SERP Snippet Preview
Preview how your title, URL and description appear in Google results.
Titles and descriptions shown in Google results get truncated with an ellipsis (…) once they exceed a fixed width. A truncated snippet loses the keywords that earn the click, which hurts your click-through rate (CTR). This SERP snippet preview takes your title, display URL and description and renders a card resembling a desktop Google result, so you can see exactly how it will look before publishing.
Google decides truncation by pixel width, not character count. So the same number of characters can truncate at different points depending on narrow letters (i, l) versus wide ones (W, M), and on whether the text is Latin or CJK. This tool estimates the title limit (~580px) and description limit (~920px) using approximate weights of ~16px per CJK character, ~8.5px per Latin character and ~5px per space, and warns you when text is cut off.
| Title width | 306 px |
|---|---|
| Title limit | 580 px |
| Description width | 750 px |
| Description limit | 920 px |
* Pixel widths are approximate and may differ from Google's actual rendering.
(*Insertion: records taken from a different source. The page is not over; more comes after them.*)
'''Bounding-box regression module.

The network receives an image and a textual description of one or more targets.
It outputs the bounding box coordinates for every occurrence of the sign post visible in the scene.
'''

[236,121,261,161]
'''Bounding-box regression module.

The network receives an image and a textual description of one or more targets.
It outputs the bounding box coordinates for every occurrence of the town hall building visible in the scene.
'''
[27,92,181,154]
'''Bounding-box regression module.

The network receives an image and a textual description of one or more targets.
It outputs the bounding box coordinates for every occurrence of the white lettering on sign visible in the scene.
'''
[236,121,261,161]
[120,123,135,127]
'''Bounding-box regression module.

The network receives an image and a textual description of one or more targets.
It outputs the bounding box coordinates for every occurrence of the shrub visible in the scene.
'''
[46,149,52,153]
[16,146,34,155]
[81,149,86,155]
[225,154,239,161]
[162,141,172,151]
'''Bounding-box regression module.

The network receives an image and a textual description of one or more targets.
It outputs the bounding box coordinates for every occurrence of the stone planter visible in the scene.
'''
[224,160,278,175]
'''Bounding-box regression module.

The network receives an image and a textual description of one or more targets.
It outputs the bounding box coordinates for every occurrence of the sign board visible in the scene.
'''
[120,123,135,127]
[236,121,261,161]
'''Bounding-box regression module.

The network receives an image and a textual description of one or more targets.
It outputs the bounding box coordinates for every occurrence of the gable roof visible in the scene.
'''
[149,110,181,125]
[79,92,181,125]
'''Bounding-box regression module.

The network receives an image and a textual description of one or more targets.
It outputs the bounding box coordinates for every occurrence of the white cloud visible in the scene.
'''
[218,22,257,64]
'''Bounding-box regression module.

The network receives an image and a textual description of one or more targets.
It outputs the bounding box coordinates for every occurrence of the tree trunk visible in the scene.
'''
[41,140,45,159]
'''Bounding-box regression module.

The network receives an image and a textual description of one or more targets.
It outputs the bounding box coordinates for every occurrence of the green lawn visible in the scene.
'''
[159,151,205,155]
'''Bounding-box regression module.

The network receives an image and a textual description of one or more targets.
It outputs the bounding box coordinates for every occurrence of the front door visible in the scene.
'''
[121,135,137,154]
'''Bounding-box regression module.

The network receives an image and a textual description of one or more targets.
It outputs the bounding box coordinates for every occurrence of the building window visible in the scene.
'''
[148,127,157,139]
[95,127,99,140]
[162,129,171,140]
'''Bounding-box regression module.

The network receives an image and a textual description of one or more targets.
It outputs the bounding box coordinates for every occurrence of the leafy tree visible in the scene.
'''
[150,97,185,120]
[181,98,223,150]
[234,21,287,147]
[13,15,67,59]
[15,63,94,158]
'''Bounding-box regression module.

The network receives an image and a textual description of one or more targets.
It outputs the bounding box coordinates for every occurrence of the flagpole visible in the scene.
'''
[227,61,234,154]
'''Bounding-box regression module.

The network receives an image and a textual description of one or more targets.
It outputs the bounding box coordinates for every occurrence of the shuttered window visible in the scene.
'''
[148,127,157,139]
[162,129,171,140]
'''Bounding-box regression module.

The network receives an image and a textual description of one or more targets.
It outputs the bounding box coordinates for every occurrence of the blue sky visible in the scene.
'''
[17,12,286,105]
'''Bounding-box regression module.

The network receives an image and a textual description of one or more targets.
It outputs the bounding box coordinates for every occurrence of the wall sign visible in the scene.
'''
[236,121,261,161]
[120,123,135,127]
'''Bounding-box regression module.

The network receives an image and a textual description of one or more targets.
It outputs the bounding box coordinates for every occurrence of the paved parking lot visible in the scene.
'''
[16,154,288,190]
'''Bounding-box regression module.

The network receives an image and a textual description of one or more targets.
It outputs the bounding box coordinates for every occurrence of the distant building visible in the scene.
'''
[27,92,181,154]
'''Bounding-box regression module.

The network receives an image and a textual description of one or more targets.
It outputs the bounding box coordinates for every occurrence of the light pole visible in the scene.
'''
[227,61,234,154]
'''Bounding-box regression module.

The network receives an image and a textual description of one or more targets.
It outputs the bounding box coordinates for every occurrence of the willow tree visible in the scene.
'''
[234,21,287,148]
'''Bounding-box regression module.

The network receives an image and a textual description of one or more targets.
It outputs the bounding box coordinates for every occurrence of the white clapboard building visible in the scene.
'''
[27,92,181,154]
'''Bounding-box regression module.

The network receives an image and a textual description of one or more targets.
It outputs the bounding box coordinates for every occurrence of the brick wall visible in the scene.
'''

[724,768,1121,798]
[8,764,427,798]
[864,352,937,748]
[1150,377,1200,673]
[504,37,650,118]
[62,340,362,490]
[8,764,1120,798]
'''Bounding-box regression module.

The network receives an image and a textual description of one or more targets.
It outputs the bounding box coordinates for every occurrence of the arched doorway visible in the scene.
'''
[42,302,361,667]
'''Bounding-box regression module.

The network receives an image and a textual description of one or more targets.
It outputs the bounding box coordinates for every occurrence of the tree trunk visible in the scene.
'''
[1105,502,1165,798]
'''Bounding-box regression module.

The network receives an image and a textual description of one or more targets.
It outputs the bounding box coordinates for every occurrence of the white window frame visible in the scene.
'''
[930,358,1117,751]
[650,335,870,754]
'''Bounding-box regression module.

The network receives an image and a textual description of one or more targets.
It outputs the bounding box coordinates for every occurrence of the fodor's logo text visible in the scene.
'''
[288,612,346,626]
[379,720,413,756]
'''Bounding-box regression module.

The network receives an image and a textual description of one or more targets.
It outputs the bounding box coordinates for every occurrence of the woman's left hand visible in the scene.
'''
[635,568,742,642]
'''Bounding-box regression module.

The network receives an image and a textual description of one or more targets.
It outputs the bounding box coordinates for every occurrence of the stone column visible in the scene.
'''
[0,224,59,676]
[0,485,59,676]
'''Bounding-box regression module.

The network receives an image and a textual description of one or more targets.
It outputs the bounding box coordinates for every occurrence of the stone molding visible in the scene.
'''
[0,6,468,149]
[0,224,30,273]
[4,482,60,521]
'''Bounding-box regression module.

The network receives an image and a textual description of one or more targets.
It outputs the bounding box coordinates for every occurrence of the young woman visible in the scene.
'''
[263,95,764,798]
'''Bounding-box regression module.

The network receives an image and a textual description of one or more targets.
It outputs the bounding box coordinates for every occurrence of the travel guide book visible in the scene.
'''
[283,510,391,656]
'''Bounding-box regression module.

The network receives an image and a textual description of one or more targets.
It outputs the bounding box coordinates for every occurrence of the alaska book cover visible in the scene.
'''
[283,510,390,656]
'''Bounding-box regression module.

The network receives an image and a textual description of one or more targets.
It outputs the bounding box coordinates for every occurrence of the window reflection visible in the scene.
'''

Length limits for title and description
The approximate single-line width Google uses on desktop results is shown below. Exact values vary with font rendering and device, so this tool uses a conservative approximation.
- Title: ~580px, truncating near 60 Latin characters (or ~30 CJK characters).
- Description: ~920px, truncating near 155 Latin characters (or ~80 CJK characters).
- Mobile results are narrower, so text that fits on desktop may still be cut off on mobile.
How to avoid truncation
- Put your most important keyword and brand name at the front; the tail is the most likely to be cut.
- If you append
| Brandat the end of the title, keep the length short enough that the keyword stays visible. - Lead the description with a clear call to action and your core value, weaving keywords in naturally.
- Compare a few variants in the preview and choose the one with no truncation warning.
To check the title and description lengths more precisely in pixels, pair this with the meta title length checker and the meta description length checker.
When Google rewrites your text
Google does not always display your page's <title> and meta description verbatim. Depending on relevance to the query and your page content, it may rewrite the title or show a snippet pulled from the body. Treat this preview as a baseline of how things may appear, and keep your underlying content quality high as well.